XOXOX yields catchy tunes

After pushing play and listening for a few minutes, XOXOX will have somehow created a time machine while you weren’t looking and subsequently placed you back in the mid ’90s. Trances Arc recalls an alt-rock/pop sound that will have you checking twice to see if you aren’t actually listening to early Better Than Ezra tracks.

While some might see a return to ’90s music as a risky and potentially boring decision, my analysis of their anachronistic sound is not meant to be taken as an insult. Their music is similar to the better of the catchy jams you would hear on the radio back around that time – a summertime feel, hanging with friends, inoffensive but not silly, your-whole-life-is-still-ahead-of-you-so-just-have-fun type of rock. You know, the good old days.

But while Trances Arc clearly has an older sound, it somehow feels fresh. Or perhaps, refreshing. In a time when listening to the radio is consistently a bad idea, Trances Arc has put together a collection of radio-friendly songs that will have you wishing stations would play them instead of Nickelback’s latest dud.

What makes Trances Arc more interesting is their determination to make catchy songs that are also good. There are plenty of songs out there that are memorable, but that is not necessarily a good thing. XOXOX is filled with tunes that you will both remember and not hate.

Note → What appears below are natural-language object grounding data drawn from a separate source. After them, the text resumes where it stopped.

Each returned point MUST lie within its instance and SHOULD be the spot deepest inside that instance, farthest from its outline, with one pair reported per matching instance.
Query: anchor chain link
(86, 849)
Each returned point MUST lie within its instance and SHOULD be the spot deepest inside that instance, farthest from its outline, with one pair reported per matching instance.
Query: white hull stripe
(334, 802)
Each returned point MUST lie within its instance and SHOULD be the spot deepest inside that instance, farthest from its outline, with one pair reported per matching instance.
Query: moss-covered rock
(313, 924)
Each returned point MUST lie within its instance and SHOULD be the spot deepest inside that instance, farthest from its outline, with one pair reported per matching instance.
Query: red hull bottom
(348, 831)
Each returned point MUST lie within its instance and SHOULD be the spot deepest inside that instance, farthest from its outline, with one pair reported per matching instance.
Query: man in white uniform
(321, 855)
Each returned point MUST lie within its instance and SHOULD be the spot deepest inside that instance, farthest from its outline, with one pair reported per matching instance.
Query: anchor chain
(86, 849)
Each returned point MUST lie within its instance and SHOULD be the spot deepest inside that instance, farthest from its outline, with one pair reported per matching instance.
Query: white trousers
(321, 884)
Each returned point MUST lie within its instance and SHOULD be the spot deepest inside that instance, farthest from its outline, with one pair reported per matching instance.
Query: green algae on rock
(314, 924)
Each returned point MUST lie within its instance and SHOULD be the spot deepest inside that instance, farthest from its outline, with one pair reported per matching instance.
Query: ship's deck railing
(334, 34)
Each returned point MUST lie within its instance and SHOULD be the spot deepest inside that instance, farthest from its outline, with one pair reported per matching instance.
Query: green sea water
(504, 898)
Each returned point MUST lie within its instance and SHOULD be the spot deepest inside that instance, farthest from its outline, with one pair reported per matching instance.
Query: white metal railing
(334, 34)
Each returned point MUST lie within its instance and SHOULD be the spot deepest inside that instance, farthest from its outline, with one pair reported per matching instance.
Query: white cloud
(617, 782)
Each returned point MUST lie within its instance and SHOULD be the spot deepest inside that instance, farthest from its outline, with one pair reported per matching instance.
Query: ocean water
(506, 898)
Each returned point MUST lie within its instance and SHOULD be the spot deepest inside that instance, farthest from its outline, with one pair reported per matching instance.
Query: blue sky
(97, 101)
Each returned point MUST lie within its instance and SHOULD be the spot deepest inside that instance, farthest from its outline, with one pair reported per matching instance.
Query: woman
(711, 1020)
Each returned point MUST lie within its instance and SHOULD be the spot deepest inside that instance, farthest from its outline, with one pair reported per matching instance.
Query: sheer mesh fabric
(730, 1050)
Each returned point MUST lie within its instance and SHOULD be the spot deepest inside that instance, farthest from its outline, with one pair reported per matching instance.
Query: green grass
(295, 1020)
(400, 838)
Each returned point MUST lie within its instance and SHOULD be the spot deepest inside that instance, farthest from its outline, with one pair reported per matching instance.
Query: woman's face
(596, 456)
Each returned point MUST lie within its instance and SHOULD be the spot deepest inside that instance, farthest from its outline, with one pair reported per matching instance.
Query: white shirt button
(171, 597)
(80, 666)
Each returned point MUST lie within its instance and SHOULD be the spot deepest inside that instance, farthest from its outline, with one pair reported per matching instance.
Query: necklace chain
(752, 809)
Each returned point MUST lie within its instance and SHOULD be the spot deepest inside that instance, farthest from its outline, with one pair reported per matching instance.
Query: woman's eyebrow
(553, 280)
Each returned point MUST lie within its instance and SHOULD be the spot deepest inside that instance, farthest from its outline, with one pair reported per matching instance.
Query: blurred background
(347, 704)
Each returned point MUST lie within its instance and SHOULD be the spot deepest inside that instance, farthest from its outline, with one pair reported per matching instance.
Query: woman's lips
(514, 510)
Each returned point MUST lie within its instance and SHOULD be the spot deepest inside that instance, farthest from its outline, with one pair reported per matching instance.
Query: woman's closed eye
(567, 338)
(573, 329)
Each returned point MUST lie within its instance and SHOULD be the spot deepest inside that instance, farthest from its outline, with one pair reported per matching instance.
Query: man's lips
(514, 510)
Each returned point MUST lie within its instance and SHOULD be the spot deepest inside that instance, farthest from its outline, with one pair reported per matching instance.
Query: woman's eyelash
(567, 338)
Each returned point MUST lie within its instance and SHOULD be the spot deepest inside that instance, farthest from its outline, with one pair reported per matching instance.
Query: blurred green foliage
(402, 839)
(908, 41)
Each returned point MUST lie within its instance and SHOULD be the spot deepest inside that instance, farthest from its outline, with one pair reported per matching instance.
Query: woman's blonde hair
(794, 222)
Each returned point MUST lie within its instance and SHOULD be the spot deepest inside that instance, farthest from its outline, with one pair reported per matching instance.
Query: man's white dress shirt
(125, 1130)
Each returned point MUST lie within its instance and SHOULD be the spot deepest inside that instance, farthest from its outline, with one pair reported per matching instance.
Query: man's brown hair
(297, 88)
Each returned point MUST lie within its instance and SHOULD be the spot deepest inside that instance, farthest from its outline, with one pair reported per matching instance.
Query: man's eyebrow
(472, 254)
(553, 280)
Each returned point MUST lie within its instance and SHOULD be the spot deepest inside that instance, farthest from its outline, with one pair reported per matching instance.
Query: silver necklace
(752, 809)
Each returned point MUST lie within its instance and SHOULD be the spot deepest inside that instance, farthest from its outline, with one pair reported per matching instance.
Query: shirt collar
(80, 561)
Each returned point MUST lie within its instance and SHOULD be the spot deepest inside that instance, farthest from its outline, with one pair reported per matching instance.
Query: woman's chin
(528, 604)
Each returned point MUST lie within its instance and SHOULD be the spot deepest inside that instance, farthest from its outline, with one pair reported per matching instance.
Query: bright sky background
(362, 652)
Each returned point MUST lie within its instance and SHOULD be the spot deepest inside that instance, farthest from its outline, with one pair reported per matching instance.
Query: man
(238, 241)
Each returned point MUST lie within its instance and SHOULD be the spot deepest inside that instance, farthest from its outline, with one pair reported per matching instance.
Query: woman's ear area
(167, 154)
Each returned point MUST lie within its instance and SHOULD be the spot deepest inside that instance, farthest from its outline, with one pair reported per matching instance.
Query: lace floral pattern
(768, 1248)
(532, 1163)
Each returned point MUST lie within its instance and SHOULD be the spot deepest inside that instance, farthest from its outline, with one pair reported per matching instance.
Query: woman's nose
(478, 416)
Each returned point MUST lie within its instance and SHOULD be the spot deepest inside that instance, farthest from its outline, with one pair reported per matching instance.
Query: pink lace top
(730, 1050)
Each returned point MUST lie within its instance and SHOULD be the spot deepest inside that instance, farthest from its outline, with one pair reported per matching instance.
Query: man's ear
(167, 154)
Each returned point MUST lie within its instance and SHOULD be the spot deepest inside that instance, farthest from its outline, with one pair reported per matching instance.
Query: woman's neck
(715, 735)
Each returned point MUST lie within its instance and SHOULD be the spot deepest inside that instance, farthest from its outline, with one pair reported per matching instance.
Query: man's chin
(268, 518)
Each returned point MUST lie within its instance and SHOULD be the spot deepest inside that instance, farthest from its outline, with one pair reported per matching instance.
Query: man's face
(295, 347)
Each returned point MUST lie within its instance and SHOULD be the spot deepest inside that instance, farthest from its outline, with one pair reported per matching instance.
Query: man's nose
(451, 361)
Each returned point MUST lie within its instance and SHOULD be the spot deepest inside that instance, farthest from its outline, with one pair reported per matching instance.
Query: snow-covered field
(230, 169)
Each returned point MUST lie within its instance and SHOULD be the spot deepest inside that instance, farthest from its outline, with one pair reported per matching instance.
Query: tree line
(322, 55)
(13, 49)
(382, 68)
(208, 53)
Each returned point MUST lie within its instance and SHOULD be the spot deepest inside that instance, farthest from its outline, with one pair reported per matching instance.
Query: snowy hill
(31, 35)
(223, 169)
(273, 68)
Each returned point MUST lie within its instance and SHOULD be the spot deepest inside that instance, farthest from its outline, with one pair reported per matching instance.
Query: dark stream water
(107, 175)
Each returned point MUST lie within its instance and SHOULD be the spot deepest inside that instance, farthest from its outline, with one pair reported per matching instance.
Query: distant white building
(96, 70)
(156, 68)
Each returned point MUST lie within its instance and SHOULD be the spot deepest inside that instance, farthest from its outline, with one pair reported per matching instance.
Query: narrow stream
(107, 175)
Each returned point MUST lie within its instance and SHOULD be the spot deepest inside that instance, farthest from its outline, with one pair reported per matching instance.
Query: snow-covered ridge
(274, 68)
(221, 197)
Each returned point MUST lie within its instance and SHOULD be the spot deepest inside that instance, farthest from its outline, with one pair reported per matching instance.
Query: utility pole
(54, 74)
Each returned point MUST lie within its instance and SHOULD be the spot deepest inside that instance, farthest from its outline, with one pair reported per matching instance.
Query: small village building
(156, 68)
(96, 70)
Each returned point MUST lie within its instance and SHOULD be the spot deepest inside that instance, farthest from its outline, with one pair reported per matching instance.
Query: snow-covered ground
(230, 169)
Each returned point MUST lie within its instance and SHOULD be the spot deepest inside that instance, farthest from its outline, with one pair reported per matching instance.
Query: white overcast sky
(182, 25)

“New Style,” the album’s opener, gives a good taste for what is coming. The intro of the song reveals ambient bells, similar to Broken Social Scene’s intro in You Forgot It in People, before leading into a soft guitar line and Eric Toledo’s quivering vocals. It’s a nice start that should appeal to both music snobs and casual listeners alike.

From “New Style” the album moves into a set of similarly paced tracks with more fun hooks and choruses.

“Birds Collide” injects a little urgency into the mix and yields positive results, while in “Tell Me Where You’re Going” Toledo decides to change up the vocal styling for the verse and ends up bringing out one of the best choruses on the album.

“Cold Drivers” is the piano ballad anthem – a welcome change in style after crossing the album’s halfway point – that doesn’t come off as gimmicky even though all of its ingredients say it should.

But the album isn’t perfect. While it doesn’t fall apart at the end, it does start to feel a little bit stale. They’re very comfortable in their own sound, but at times it feels more like they’re trapped.

In short, everything starts to sound the same. Individual hooks and choruses can be distinguished from one another, but for the most part the songs never really branch out.

When the songs do branch out, the results are somewhat iffy.

The tremolo effect included in “In You’re Out” provides for a cool intro, but the song leads to one of the less pleasing choruses. The acoustic “Look Up” has the band with suitable instrumentation that is enjoyable to listen to, but unfortunately the song feels overly sappy.

But these little nitpicks don’t ruin the fun that Trances Arc has done a great job of creating. 3.5 stars are well deserved for these sing-along tunes. It’s the kind of music that you and your significant other can agree on.